Wal-Mart Loves the NLRB: Who'da Thunk It?



In a hilarious switcheroo, according to an article in today’s NYT, Wal-Mart has filed a complaint with the NLRB (National Labor Relations Board) to prevent its employees from participating in demonstrations on Black Friday, the day after Thanksgiving generally known as the biggest shopping day of the year.  The Chamber of Commerce loathes the NLRB almost as much as the ACLU.  Certainly if Romney/Ryan had been elected, one order of business would have been to eliminate it.

It’s interesting how reporter Steve Greenhouse differed in his presentation of Wal-Mart and its battle with OUR Walmart (Organization United for Respect at Walmart) when he wrote about their relationship back in June 2011.  That article focused on OUR Walmart and gave the employees a voice; today’s article is told mainly from the point-of-view of Wal-Mart’s management and law professors.  Today’s article assumes throughout that OUR Walmart is a union, providing a foundation for Wal-Mart’s claim that:

Continuing protests were illegal because under the National Labor Relations Act, a union seeking recognition can picket for a maximum of 30 days.  After that, it must either stop picketing or take a formal unionization vote.


In the June 2011 article, Greenhouse made it clear in the first paragraph that OUR Walmart was not a union:

After numerous failed attempts to unionize Wal-Mart stores, the nation’s main union for retail workers has decided to try a different approach: it has helped create a new, nonunion group of Wal-Mart employees that intends to press for better pay, benefits and most of all, more respect at work.

Ironically, the fact that OUR Walmart is not a union is supposed to protect them under federal law:

Unlike a union, the group will not negotiate contracts on behalf of workers.  But its members could benefit from federal labor laws that protect workers from retaliation for engaging in collective discussion and action.

Now Wal-Mart is seeking protection under federal law.  Poor baby!  Wonder who it supported for president with mucho dead presidents.
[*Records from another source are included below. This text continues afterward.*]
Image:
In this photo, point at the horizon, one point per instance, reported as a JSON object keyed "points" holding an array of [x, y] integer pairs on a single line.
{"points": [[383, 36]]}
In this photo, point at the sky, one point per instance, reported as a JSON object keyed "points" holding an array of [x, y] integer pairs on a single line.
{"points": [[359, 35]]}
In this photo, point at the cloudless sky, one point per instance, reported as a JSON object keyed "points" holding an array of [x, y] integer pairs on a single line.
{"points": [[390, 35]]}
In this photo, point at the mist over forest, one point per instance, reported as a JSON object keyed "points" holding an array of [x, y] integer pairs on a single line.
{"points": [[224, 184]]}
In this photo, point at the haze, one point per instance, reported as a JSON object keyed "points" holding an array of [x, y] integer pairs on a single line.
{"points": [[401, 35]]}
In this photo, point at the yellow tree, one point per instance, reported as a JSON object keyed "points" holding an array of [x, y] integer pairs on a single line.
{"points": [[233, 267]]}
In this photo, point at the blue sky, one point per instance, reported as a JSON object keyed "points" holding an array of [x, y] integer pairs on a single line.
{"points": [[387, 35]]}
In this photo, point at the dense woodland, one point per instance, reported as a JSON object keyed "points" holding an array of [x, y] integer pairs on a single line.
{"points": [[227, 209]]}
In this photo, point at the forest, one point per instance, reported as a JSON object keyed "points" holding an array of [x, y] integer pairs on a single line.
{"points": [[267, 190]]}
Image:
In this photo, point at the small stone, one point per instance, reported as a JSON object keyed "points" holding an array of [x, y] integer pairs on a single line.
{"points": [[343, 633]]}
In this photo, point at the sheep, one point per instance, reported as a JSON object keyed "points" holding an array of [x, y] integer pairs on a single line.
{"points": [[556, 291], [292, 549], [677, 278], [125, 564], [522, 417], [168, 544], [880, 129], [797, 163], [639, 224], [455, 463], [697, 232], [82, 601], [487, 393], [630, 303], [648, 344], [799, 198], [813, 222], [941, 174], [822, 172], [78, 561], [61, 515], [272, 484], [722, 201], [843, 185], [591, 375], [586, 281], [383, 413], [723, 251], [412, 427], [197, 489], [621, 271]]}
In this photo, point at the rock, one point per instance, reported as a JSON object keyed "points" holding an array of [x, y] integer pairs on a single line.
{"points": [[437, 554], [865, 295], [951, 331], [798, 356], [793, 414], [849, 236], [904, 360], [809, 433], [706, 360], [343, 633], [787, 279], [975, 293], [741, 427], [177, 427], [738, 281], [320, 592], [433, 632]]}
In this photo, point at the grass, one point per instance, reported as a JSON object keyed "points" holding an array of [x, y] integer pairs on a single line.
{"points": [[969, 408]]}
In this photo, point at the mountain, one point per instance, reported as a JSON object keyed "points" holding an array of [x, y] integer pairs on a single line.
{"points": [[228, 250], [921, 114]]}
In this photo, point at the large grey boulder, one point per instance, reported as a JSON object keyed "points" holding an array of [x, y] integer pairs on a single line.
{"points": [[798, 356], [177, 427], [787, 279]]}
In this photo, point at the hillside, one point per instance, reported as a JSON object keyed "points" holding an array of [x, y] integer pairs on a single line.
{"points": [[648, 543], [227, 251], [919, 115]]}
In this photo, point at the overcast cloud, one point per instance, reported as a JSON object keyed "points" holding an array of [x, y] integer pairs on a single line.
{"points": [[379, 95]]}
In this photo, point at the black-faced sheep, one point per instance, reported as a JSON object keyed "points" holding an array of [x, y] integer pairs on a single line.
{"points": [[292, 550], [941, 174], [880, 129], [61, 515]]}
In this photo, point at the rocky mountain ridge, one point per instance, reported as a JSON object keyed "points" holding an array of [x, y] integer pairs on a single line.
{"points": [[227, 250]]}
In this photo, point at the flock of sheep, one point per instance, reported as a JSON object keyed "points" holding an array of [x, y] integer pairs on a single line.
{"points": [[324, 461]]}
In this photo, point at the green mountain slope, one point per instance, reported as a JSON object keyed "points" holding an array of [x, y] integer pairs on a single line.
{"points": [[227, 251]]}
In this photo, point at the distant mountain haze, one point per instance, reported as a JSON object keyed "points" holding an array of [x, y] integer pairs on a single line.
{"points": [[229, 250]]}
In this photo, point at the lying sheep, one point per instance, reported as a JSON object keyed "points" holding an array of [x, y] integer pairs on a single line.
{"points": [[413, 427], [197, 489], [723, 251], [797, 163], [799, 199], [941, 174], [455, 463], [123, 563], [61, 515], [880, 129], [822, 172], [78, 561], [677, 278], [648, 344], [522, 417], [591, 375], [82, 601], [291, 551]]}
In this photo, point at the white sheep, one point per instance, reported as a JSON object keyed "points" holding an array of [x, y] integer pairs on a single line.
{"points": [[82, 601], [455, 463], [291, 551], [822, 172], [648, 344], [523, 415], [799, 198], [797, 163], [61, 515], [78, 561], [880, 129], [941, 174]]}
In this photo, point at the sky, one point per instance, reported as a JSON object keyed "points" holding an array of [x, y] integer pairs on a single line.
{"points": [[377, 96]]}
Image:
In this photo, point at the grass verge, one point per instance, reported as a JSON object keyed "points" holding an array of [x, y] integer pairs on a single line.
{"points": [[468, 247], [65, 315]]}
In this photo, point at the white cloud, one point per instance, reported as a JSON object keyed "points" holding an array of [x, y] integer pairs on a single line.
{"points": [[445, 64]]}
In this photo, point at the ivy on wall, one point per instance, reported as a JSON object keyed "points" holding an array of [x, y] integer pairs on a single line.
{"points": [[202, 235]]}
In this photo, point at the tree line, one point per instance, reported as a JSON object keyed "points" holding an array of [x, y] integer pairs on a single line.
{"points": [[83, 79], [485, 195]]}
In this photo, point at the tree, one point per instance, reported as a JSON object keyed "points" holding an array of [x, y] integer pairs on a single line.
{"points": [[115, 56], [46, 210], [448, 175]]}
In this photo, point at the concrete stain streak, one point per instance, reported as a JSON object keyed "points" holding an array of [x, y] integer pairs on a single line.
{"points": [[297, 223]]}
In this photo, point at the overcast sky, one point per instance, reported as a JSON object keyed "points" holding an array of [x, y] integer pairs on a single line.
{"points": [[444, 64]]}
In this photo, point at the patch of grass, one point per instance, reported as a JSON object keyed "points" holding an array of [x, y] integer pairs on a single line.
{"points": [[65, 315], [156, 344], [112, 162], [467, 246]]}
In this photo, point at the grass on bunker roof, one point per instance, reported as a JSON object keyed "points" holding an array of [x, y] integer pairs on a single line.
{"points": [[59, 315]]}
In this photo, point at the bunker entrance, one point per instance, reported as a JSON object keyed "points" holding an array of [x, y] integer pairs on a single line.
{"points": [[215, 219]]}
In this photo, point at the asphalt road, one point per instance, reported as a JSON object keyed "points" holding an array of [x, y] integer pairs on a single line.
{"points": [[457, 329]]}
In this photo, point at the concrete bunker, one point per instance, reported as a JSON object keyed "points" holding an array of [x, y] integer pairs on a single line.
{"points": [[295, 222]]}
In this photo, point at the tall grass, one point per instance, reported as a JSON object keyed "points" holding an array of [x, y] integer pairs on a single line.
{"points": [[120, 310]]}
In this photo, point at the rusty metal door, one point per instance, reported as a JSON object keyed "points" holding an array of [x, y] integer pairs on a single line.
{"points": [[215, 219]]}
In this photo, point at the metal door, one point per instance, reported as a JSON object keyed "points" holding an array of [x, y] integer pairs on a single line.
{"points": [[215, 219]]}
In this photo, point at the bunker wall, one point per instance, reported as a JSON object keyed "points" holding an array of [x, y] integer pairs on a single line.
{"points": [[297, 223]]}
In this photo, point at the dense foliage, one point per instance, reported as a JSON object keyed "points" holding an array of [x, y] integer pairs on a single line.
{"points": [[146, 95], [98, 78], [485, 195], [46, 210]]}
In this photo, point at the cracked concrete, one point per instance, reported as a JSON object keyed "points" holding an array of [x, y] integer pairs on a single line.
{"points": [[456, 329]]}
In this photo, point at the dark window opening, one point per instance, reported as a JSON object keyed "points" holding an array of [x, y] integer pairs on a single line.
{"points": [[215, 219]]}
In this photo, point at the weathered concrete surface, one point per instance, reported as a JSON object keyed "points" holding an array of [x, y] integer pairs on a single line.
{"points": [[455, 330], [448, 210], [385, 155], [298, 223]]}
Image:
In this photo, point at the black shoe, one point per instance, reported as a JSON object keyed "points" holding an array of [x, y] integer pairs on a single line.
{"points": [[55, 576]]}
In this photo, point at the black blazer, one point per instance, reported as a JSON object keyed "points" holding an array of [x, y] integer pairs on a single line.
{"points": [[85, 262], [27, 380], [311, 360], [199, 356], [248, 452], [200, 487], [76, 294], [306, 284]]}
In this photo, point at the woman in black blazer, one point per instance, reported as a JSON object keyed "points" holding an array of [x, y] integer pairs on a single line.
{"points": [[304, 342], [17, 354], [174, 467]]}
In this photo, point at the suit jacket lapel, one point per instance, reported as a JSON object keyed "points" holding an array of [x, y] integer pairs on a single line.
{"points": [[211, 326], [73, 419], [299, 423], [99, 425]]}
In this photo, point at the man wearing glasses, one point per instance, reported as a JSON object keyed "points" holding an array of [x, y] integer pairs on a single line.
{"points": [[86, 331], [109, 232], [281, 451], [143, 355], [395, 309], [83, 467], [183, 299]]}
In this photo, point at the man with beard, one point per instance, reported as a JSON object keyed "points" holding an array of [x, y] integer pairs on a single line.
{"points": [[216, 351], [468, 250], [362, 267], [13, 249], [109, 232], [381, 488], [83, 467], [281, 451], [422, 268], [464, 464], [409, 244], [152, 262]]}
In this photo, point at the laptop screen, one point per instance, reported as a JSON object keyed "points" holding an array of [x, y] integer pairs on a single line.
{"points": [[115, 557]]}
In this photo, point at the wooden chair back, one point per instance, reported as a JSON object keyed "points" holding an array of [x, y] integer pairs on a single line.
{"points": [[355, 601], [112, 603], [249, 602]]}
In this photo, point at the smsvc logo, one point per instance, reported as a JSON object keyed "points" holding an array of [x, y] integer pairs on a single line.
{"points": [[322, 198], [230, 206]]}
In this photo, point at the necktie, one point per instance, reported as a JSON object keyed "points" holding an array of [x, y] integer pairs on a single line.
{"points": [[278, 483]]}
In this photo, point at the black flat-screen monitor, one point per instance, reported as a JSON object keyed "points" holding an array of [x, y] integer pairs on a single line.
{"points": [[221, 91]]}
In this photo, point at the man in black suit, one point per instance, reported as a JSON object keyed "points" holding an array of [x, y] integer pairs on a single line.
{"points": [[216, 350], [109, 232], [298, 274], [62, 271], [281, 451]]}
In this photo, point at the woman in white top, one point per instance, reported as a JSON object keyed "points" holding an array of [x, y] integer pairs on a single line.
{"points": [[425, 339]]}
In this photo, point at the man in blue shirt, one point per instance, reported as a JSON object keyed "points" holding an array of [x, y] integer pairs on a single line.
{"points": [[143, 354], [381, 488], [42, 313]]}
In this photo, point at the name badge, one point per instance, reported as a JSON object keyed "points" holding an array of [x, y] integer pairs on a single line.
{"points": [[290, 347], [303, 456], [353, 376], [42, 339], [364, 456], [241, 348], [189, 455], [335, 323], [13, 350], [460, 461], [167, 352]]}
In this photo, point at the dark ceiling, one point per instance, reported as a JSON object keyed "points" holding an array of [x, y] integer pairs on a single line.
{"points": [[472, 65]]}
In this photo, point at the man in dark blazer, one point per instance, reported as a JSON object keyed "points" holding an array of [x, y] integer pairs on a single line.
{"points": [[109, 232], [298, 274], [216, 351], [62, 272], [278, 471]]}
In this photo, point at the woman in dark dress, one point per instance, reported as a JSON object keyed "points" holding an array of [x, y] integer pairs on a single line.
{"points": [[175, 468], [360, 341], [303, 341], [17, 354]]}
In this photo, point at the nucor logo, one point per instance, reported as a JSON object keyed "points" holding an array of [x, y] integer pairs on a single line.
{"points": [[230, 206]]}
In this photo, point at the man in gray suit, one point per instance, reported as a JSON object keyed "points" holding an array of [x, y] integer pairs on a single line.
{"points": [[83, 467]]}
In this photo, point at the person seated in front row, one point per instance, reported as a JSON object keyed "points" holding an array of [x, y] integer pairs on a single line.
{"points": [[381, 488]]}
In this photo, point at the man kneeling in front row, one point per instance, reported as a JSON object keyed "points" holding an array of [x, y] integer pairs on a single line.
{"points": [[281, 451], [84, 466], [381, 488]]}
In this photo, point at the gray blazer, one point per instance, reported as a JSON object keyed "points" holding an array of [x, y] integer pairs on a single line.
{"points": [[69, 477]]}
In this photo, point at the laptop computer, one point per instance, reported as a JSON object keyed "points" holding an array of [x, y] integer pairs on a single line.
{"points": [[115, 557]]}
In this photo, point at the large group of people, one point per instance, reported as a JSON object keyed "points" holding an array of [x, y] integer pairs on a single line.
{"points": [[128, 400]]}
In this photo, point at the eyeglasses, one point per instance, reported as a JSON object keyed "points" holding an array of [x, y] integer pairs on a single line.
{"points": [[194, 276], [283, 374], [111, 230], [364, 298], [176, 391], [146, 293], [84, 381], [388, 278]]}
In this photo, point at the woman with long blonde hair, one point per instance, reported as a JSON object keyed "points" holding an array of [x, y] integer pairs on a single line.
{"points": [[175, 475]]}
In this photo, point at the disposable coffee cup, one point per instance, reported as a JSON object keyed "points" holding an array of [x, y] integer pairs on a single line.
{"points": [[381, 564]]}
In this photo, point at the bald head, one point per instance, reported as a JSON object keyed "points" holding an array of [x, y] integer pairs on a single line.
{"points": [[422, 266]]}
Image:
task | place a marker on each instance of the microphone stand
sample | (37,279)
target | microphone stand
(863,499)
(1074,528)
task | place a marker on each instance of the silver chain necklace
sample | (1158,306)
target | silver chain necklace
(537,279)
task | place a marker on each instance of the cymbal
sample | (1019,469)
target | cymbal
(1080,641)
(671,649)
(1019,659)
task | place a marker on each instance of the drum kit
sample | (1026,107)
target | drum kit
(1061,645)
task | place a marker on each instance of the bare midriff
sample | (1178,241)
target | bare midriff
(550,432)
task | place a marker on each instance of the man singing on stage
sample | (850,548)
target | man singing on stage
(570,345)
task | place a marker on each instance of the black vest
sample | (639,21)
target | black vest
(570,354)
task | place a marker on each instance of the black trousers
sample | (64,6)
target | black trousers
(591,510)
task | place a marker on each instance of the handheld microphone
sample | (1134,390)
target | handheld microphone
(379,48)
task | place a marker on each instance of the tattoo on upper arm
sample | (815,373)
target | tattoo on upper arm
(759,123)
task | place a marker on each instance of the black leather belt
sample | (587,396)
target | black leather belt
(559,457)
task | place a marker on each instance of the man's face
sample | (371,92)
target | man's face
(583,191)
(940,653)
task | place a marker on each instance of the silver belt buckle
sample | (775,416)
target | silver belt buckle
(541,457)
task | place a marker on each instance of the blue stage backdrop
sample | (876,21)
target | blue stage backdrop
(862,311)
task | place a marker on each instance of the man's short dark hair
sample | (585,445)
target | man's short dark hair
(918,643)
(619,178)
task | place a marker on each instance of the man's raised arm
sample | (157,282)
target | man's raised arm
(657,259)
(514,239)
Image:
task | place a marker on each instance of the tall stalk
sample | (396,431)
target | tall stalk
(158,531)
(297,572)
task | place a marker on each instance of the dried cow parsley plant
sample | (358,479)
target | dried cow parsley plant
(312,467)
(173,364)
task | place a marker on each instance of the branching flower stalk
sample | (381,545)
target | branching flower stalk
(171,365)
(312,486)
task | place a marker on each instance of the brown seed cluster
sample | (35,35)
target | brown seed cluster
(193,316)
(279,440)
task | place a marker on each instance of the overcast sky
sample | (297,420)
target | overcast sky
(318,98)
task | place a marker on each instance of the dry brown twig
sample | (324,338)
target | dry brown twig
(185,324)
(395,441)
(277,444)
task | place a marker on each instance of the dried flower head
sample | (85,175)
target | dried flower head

Why don’t the workers unionize at Walmart?  Because Wal-Mart will use deadly tactics.  (Although not as deadly as when Frank Little, union organizer for Industrial Workers of the World [IWW] was forcibly taken from his home and lynched from a train trestle while he was helping organize a strike against the Anaconda Copper Company.  Yet.)  It's ferocious:

Wal-Mart has aggressively battled organizing drives at its stores—it even closed a Canadian store after its workers voted to unionize.

Greenhouse quotes a worker in the first article, which he doesn’t do in the second:

“Someone has to stand up to say something,” said Deondra Thomas, a shoe department employee at a Dallas Wal-Mart, who earns $8.90 an hour after three years there.  “So many people have been quiet for so long.  A lot of us think Wal-Mart is an awesome company, but as far as the employees, they treat us like dirt.”

A family of 4 making $23,050 qualifies as poverty-level according to the 2012 guidelines.  If Deondra works full-time, 40 hours a week), she would gross $17,800.

In today’s article, the only reference to the workers is indirect:

Many of [Walmart’s] workers assert that Wal-Mart pays poverty-level wages, assigns too few hours a week and retaliates against protesting employees.

Note the use of the word “assert” which qualifies it, making it open to interpretation, as opposed to the quote from Ms. Thomas in the first article.  (I wonder what ever happened to her.  Is she still working for Wal-Mart?  Greenhouse could have followed up his own story to check if Wal-Mart retaliated against her.  He also could have checked pay stubs to verify poverty-level claims.)

The not-so-funny thing about Wal-Mart’s poverty level wages is that it depends on government benefits to fill in the food and health care gaps.

What would the service economy do without the government?